By the time Harvath and Morrell stepped off the boat, she was already moving toward them.

“You owe me a corpse,” she said, her right hand on her hip—just forward of her service weapon. “This had better be good.”

Morrell reached into his pocket, took out his phone, and brought up the image. “The print you asked us to run came back,” he said. “His name is Kevin Koebler.”

Davi took the phone and looked at the photo. “Who is he?”

“American. Former Navy SEAL,” Harvath replied. “Before that, he was an explosive ordnance technician. He’s got a lot of experience with bombs. Big, nasty ones.”

“Do you think he’s in Bangkok?”

“I think there’s a strong possibility,” Harvath answered.

“Let’s say he is,” Davi replied. “What makes him our bomber?”

Morrell picked it up. “He was dishonorably discharged after multiple killings in Iraq were tied to explosives he had built. The Navy couldn’t prove it cleanly, so they drummed him out on lesser charges.

But if you’re asking whether he’s the kind of man who could do something like this, the answer is yes. ”

“That doesn’t make him our bomber.”

“No,” Harvath replied. “But he’s the first name we’ve got that fits the blast.”

Davi handed the phone back. “What’s the rest of it? What are you not telling me?”

Morrell took the phone. “We found a location in Khlong Toei. We believe he’s been using it as a bolt-hole.”

She stared at him for a beat. “And you didn’t think to lead with that?”

Morrell met her gaze. “The minute any of this goes wide, we lose our shot.”

“I’m the law here in Thailand,” Davi responded. “I decide how and where information flows. You do not hold out on me. Give me the Khlong Toei address.”

“Fine,” Harvath said. “But if you flood that neighborhood with cops, Koebler will smell it before the first car door opens. And once he does, he’s gone.”

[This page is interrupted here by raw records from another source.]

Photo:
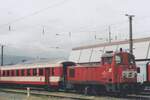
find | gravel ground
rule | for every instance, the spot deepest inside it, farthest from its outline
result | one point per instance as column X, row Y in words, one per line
column 15, row 96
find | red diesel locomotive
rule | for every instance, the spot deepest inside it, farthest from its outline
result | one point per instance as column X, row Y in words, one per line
column 116, row 72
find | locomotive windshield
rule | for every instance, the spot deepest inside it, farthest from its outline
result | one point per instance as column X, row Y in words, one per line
column 131, row 59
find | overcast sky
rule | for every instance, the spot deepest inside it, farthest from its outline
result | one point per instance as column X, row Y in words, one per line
column 50, row 28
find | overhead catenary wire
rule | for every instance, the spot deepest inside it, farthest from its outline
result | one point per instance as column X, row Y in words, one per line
column 34, row 13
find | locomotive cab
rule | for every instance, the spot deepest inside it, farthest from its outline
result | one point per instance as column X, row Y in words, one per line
column 120, row 70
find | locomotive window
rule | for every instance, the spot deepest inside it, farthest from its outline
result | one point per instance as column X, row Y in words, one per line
column 34, row 72
column 118, row 59
column 28, row 72
column 22, row 72
column 107, row 60
column 17, row 72
column 52, row 71
column 40, row 71
column 71, row 72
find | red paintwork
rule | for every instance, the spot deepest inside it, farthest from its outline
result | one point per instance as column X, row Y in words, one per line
column 148, row 73
column 101, row 74
column 57, row 72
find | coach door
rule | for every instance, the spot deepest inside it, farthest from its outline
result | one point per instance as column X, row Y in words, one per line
column 47, row 75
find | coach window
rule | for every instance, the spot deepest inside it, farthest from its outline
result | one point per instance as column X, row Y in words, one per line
column 28, row 72
column 131, row 59
column 40, row 72
column 17, row 72
column 71, row 72
column 22, row 72
column 52, row 71
column 34, row 72
column 12, row 72
column 3, row 72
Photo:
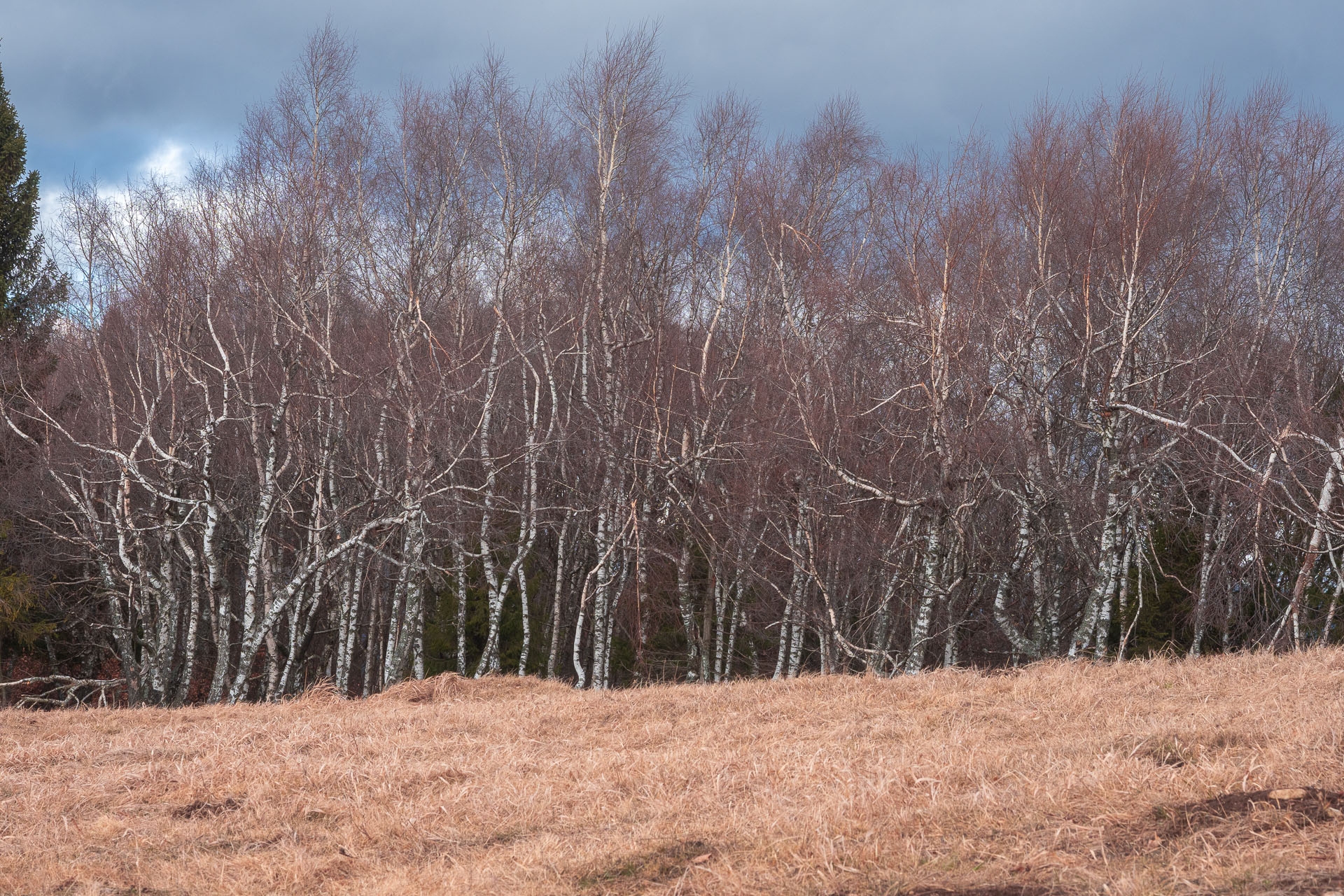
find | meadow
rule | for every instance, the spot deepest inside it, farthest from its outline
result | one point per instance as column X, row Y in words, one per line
column 1214, row 776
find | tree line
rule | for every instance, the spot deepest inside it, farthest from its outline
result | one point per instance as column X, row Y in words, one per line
column 588, row 383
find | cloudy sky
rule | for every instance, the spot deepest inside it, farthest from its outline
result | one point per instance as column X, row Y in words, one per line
column 118, row 88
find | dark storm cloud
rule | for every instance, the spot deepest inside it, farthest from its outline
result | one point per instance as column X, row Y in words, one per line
column 104, row 86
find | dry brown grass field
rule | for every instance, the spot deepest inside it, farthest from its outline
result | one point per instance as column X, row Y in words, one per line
column 1163, row 777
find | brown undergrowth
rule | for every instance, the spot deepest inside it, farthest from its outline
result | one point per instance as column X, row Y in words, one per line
column 1218, row 776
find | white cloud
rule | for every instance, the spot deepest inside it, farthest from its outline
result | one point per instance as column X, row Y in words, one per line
column 169, row 162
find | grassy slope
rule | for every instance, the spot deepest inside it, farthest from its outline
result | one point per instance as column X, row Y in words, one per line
column 1060, row 778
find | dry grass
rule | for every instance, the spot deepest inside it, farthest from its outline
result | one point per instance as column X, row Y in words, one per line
column 1057, row 780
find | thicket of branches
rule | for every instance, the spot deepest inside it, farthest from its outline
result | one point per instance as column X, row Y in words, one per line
column 584, row 383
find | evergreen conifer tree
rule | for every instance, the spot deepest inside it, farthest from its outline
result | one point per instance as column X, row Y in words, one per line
column 30, row 284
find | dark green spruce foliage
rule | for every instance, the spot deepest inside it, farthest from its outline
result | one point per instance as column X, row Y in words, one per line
column 30, row 285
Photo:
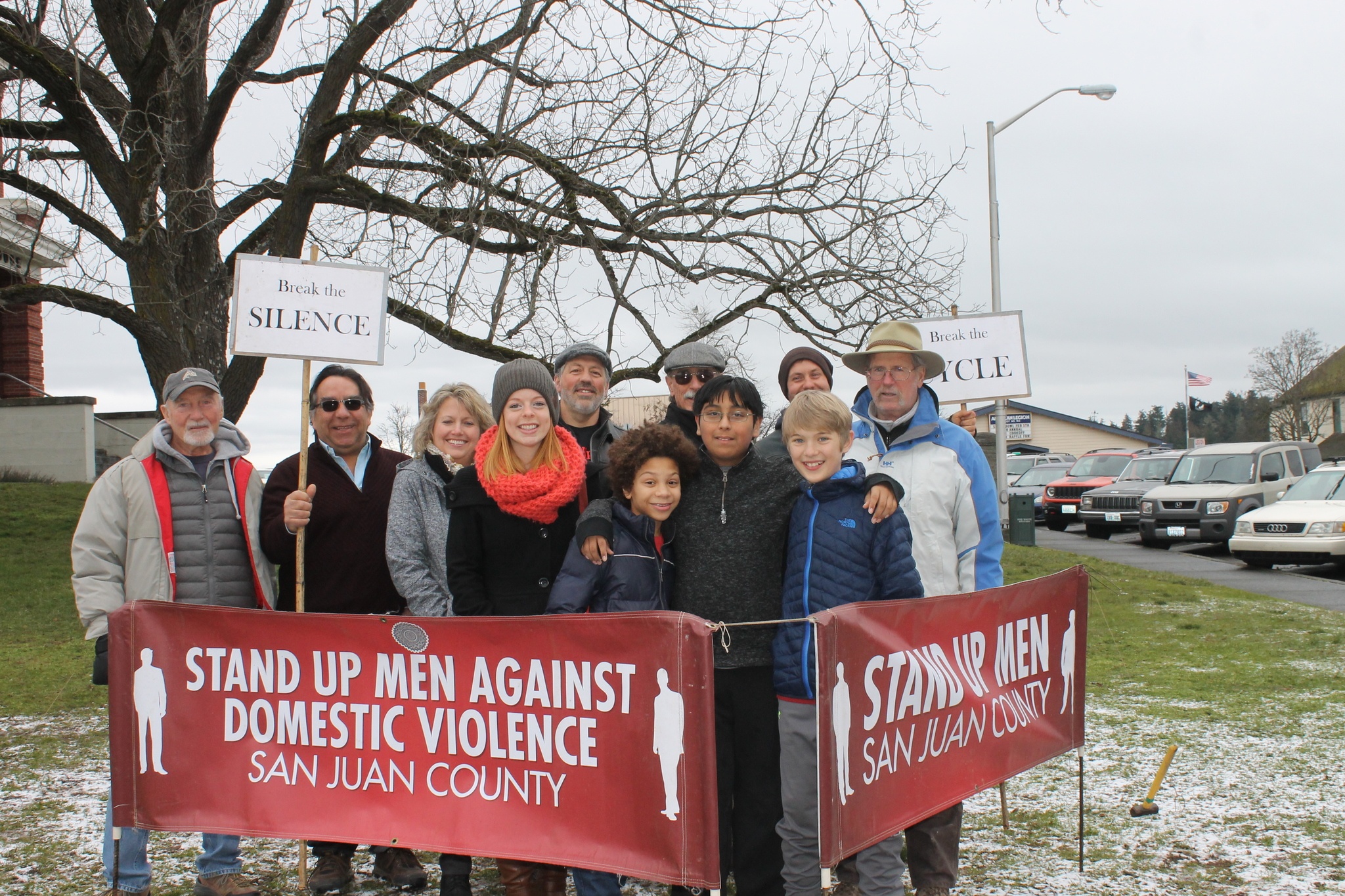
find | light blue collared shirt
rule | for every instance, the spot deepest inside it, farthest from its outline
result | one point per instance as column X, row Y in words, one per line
column 361, row 463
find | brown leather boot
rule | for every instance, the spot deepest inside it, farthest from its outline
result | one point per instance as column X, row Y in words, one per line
column 518, row 878
column 553, row 880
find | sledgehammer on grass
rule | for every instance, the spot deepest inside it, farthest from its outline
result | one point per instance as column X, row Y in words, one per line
column 1149, row 806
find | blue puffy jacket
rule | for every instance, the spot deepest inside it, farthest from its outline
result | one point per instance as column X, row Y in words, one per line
column 837, row 557
column 634, row 578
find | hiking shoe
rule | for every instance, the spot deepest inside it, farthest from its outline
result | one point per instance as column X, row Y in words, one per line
column 455, row 885
column 400, row 868
column 223, row 885
column 332, row 872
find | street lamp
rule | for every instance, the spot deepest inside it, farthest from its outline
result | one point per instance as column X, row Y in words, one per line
column 1102, row 92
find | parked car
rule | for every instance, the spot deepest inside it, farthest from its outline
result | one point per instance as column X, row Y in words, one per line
column 1094, row 469
column 1305, row 527
column 1034, row 481
column 1019, row 464
column 1114, row 508
column 1212, row 486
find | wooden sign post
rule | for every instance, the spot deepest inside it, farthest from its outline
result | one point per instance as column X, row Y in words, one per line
column 317, row 312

“Is it under surveillance?”

“Yes.”

“By whom?”

“Two of ours,” Morrell answered. “More backup is on the way.”

Davi turned to one of her officers and issued a quick order in Thai. He nodded once and stepped away, already reaching for his phone.

“No local units,” she agreed, looking back at Harvath. “No marked vehicles. No sirens. But no one goes near that address unless I authorize it. Is that clear?”

“Agreed,” Harvath replied. “And tell your people the upstairs entry door and the overhead light just beyond it are booby-trapped.”

She made note of the warning and then delivered one of her own. Shifting her eyes to Morrell, she said, “One last thing. When this is over, you still owe me a body.”